In vitro l-cysteine supplementation improved the mitochondrial translation defect and increased complex activities. (A and B) Blue native PAGE indicated higher level of OXPHOS complexes after l-cysteine supplementation in both control and RIRCD myoblasts (n = 5). Data were normalized to the complex II and are presented as the mean ± SD. (C and D) ‘In gel’ activity measurements also demonstrated significantly increased complex activities in both cell lines after l-cysteine supplementation.
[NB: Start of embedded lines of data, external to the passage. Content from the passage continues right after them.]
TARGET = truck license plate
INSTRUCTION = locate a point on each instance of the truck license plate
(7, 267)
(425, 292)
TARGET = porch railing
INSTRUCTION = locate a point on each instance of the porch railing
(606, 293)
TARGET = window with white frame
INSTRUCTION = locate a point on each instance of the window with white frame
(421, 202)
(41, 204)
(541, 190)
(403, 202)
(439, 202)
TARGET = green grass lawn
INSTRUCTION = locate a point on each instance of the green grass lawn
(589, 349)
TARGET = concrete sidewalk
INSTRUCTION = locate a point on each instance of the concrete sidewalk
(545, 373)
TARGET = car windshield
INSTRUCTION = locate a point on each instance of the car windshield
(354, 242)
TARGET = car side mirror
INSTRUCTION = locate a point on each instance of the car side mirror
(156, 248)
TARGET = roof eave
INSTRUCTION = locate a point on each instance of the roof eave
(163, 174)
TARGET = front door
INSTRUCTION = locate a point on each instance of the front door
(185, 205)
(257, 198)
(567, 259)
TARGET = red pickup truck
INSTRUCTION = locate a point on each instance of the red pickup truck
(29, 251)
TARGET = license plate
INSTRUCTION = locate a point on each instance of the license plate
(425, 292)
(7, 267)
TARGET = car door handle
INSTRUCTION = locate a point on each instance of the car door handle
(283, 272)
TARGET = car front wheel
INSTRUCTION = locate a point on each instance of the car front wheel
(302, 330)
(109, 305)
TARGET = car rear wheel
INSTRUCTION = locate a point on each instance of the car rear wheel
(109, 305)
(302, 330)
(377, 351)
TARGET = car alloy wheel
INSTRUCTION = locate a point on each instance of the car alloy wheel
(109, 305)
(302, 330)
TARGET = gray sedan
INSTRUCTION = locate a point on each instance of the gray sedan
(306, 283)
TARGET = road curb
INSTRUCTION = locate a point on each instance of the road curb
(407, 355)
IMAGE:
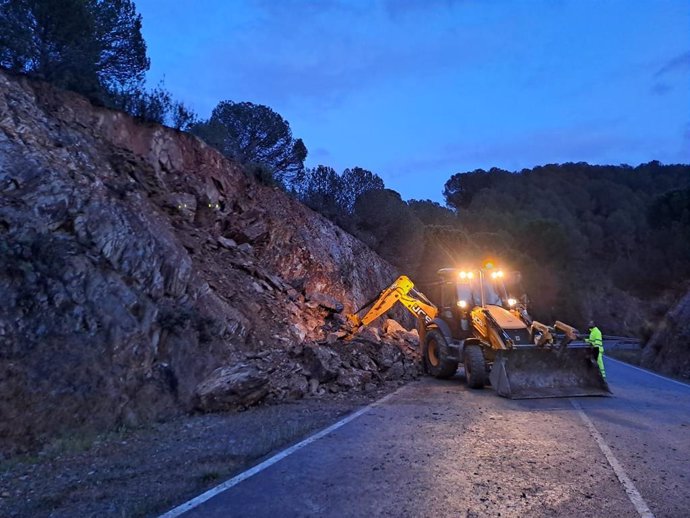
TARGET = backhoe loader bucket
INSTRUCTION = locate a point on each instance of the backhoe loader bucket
(540, 372)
SDS–PAGE detection of complex II was used as loading control. (n = 5). Data are presented as the mean ± SD. (E) Blue native PAGE after TRMU down-regulation in a control and a RIRCD cell line. (F) Immunoblotting after TRMU down-regulation in an RIRCD cell line, 5 mm l-cysteine prevented the mitochondrial translation defect of mitochondrial proteins (Complex I and Complex IV) when TRMU was down-regulated in RIRCD cells.

Figure 6.

In vitro l-cysteine supplementation increased the level of mitochondrial complexes in both TRMU- and MTO1-deficient fibroblasts. (A) Blue native PAGE indicated low level of complex I and IV in both patient cell lines compared to control fibroblasts. l-cysteine treatment improved the low level of these RC complexes. (B) Silver-stained mitochondrial complexes shown as loading control before and after treatment. (C) The relative level of RC complexes compared with control cells. Data were normalized to the complex II and are presented as the mean ± SD (n = 3). The control value obtained for the control untreated fibroblasts was represented as 100% and the value from the l-cysteine treated cells was expressed as a percentage of the control value. The asterisk denotes that the level of complex IV was significantly lower in the MTO1 and TRMU patient cells compared to control (P ≤ 0.004, ANOVA). The triangle indicates the significance after l-cysteine supplementation (P ≤ 0.006, ANOVA).

Figure 7.

Schematic representation of cysteine sources for functional TRMU enzyme. The cystathionase enzyme or also called cystathionine gamma-lyase plays an essential role in cysteine production. However, in the early months of life the activity of this enzyme is low. Metallothionein which represents another cysteine source, although presents at high levels at birth, dramatically decreases in the neonatal period. Therefore, the production of this amino acid is limited. Dietary cysteine intake might play a crucial role for the normal TRMU enzyme activity within the first few months of life when combined with underlying genetic diseases.